The River, Twice (Luke 3:21-22)

God dwells within me. Inside me, water sways like a cradle rocking me, drawn like the tide to the moon, I carry my water & it carries me. Let me float into the heavens, let me unfold, be reborn immersed in the Jordan. There He will comfort me—a sky, air, light—an awakening. Beloved coming like a mercy to the ear, like this river to my body. Comes holy. Comes healing. Drenched as I am in my love for Him born anew by grace. I am a sliver of flesh re-entering the womb of light. I am Your beloved welcoming this weightlessness. I want to be buried in it; feel the gust of air, palms up reaching for the firmament while the river spills its guts in deep music; I wade out, return with a yearning I cannot name, casting off my sin like it’s an old coat. I am a star, a yellow seed turned tree, that fountain in the sun; I am beloved. He knows me. There is a great force moving through us, between us, connecting us as we walk into the river mud, the bright sky behind us a sheet of gray light.
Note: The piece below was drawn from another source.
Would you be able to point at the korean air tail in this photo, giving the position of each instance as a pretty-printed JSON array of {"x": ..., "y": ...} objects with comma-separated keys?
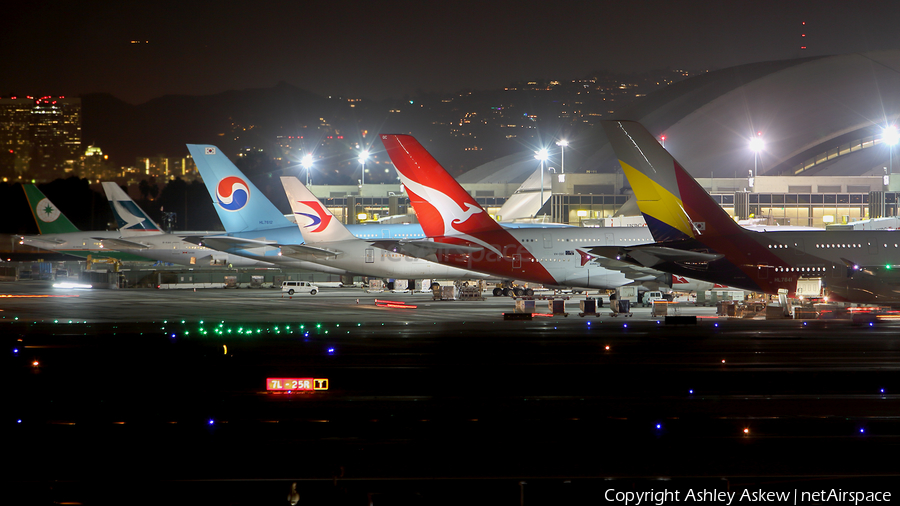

The mist of morning still clings to the water, & a long slender shape appears, gliding in the distance, & as the shape comes closer, the air clears, wings stretched in flight, gliding low out of the torn heavens, the sun transforms the river. I sink into the muck along the wet banks. Home. See the dove descend, gentle as love, vibrant with the breath of the Spirit moving over the water, its breast beating & pulsing with grace, full of joy. Here the voice of Heaven declaring goodness in His beloved. Hear the Word speaking the goodness, a blessing. Attend to the wing, the descension, the voice, the follow by grace to a joyful future. I enter the wilderness but do not begin without blessing, do not leave without traveling the path He had carved out before me, do not go without letting the word beloved echo in my journey. Though He cannot promise this blessing will free me from fear, from hunger or thirst, from the scorch of the sun, fall of night, He will be there in rest & in comfort, in the strength behind & in front of me leaning Himself toward my ear, whispering my name—beloved, the gates of Heaven thrown wide open to me, the Holy Spirit given to me—who I was erased in the flash of baptism, stillness calling me inward— I am eternally reborn.

A note from the author:

In short, “The River, Twice” is a parallelism/merging of an exploration of my own baptism in the Spirit in comparison to that of Christ. In Baptism, we are all Beloved. This piece explores the dualism of that blessing and recognition and our unification with Christ, that in that unification we may walk in his steps, hence a convergence.